Finding those alternatives is today’s challenge – “we need to fix the roof while it’s not raining.” Proposals to raise or repeal the debt ceiling are easy targets for demagoguery. Unless carefully explained – maybe even if carefully explained – these proposals are likely to seem profligate to many voters. A reform proposal will be most likely to succeed and deflect unfair attacks if it self-evidently bolsters fiscal discipline. As examples, alternatives to the current debt limit for consideration could include: (1) simply apply the limit to only debt held by the public or (2) tie a notional debt limit to a new metric, such as publicly held debt as percentage of Gross Domestic Product, now 32%. Or (3) Congress could also replace or redefine the debt limit. To serve as a genuine limit, a replacement should tie raising the debt ceiling directly to fiscal decisions, and define “debt” in a fiscally meaningful way. In an accrual based budget rule, Congress would have to raise the debt ceiling before making fiscal decisions projected to breach it – especially if debt subject to limit were calculated on an accrual basis. Under an accrual-based rule, expenditures are recorded, in whole, as soon as Congress approves them. Or (4) Congress could do away with a notional debt limit and grant the Treasury “evergreen” borrowing authority, that is, the authority to borrow as needed to fund congressionally approved expenditures subject to a periodic review. Congress could vote to renew this authority every 4 or 5 years. Any of these approaches, while still with drawbacks of their own, are far superior to the current status quo.

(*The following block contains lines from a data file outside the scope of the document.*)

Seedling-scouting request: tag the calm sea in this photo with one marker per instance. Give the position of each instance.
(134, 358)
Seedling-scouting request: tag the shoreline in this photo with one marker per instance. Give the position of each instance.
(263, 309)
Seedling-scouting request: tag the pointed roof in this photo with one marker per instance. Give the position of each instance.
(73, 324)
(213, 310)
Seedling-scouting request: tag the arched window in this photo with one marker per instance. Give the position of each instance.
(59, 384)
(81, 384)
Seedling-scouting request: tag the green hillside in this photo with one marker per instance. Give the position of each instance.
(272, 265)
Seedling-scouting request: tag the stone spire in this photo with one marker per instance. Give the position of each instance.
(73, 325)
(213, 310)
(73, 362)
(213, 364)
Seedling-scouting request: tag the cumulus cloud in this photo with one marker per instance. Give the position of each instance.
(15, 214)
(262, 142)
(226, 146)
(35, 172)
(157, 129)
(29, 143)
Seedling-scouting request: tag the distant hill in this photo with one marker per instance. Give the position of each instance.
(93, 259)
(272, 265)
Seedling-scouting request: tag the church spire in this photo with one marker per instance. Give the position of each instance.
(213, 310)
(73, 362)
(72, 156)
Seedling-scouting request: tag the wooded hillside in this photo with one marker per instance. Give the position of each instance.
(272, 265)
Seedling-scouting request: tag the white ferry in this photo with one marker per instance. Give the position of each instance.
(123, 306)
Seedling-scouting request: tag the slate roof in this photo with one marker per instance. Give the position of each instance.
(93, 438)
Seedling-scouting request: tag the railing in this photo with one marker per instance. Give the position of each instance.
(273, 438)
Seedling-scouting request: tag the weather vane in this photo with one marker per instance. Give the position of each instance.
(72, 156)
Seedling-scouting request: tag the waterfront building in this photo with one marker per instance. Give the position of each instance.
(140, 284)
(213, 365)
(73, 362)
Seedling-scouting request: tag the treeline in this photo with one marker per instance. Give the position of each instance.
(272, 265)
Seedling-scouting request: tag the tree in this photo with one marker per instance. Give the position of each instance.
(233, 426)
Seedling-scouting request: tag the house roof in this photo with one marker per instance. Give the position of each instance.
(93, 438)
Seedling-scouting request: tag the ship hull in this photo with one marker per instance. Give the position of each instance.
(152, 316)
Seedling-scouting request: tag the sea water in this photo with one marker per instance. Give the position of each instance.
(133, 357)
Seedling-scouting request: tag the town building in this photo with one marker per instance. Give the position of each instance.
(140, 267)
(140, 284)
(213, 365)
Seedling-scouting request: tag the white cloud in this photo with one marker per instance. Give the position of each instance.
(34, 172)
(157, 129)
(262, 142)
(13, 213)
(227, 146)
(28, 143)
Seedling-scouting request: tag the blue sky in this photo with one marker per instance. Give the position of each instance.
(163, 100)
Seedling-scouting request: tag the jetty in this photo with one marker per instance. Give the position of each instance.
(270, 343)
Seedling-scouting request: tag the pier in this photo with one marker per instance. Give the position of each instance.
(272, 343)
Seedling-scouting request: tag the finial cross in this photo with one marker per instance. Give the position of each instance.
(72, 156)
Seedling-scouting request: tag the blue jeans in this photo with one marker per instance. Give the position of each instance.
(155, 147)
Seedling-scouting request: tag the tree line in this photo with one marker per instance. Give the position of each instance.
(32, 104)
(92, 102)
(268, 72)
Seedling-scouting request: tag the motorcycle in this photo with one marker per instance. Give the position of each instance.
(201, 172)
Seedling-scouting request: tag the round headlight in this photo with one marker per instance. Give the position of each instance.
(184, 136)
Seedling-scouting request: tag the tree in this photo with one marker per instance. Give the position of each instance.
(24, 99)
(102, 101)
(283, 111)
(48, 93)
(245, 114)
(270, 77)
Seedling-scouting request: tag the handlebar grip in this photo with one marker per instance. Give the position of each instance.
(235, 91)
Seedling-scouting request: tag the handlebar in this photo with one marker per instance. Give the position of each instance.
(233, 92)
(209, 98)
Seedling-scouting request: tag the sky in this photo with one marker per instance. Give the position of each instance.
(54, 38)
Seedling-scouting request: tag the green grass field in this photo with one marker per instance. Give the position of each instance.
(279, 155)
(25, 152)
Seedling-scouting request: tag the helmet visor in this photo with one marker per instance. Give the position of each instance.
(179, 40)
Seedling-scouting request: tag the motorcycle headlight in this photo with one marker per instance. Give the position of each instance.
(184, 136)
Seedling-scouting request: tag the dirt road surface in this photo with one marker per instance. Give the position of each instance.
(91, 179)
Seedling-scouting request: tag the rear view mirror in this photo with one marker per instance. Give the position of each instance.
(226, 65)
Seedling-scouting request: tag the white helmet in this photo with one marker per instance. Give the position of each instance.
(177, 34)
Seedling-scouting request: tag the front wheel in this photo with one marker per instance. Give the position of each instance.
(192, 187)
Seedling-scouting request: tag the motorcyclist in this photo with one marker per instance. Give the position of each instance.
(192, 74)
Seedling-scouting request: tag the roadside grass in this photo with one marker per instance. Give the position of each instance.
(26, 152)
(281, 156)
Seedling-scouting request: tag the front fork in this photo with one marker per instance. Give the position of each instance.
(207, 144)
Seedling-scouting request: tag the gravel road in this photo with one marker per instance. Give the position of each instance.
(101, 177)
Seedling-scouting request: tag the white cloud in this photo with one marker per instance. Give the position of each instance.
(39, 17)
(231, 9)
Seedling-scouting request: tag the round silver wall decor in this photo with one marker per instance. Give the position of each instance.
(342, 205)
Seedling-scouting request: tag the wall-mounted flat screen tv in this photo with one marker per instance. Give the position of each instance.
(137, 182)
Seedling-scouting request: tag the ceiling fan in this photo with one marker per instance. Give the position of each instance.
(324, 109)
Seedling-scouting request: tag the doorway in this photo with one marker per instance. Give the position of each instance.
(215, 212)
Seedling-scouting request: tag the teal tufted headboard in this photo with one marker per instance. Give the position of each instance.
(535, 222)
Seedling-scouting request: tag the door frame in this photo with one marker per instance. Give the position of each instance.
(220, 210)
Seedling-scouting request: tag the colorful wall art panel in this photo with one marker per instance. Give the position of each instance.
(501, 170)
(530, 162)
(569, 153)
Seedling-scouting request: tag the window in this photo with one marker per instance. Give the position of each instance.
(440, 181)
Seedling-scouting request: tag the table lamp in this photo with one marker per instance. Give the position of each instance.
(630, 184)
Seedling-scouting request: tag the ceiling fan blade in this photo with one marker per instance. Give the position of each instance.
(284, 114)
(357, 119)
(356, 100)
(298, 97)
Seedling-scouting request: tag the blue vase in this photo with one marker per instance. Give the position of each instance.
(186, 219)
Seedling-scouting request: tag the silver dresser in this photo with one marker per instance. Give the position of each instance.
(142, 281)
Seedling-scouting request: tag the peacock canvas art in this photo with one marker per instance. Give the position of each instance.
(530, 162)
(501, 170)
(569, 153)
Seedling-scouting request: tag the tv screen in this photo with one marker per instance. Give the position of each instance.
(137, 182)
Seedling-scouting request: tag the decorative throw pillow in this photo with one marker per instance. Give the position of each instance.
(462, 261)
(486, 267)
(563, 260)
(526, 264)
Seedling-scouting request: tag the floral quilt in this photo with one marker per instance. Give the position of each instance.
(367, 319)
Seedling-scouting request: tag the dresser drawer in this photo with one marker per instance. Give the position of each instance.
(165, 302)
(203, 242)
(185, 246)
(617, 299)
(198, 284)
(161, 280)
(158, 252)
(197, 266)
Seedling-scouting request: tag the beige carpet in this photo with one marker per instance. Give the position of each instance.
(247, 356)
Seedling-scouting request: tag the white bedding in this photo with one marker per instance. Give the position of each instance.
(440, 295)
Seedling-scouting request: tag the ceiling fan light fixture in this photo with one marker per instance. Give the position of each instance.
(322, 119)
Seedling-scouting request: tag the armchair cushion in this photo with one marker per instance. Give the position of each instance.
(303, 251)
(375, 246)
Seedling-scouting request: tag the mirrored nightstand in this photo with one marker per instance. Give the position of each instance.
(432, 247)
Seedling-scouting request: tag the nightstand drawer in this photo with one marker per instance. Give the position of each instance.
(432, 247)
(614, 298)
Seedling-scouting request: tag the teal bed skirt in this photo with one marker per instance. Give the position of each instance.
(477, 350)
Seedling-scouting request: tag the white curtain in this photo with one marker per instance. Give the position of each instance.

An active financial market community voice must not be mute in urging a solution to this problem

We at Treasury have worked especially hard over the past two years to make our deliberations more open and transparent and ourselves more accessible to dialogue with market participants – sell side, buy side, analyst and academia. Your input and feedback into our decision making process is wanted and critical to achieving our goal of “lowest cost financing over time.” The Treasury’s management of the government’s finances, as well as legislative policy affecting the execution of Treasury financing, should not be a spectator sport. It matters to you how our decisions on debt issuance – size, term, frequency, and distribution between nominal & TIPs - affect the efficiency of the market. It should matter just as much, if not more, that there not be counterproductive, obsolete legislative constraints which only serve to induce inefficiency and uncertainty into that same market.

Conclusion

Congress’s constitutional authority over borrowing is sacred but so too is the premier position of US Treasury securities in the world market place. A better way to maintain both must be found so that neither is compromised. Two hundred and twelve years ago, Alexander Hamilton’s idea of unitary government financing began Treasury’s responsibility of debt management with a portfolio of $75 million. One hundred and six years later –1897 - the national debt stood at $1.8 billion. And now, one hundred and six years after that, it stands at $6.6 trillion. In the face of this rising debt, the United States has witnessed unrivaled economic growth and development during those 212 years. The issue is misplaced. It’s not about debt and debt limits. It’s about economic growth. There – another myth exposed to the truth.

Thank you.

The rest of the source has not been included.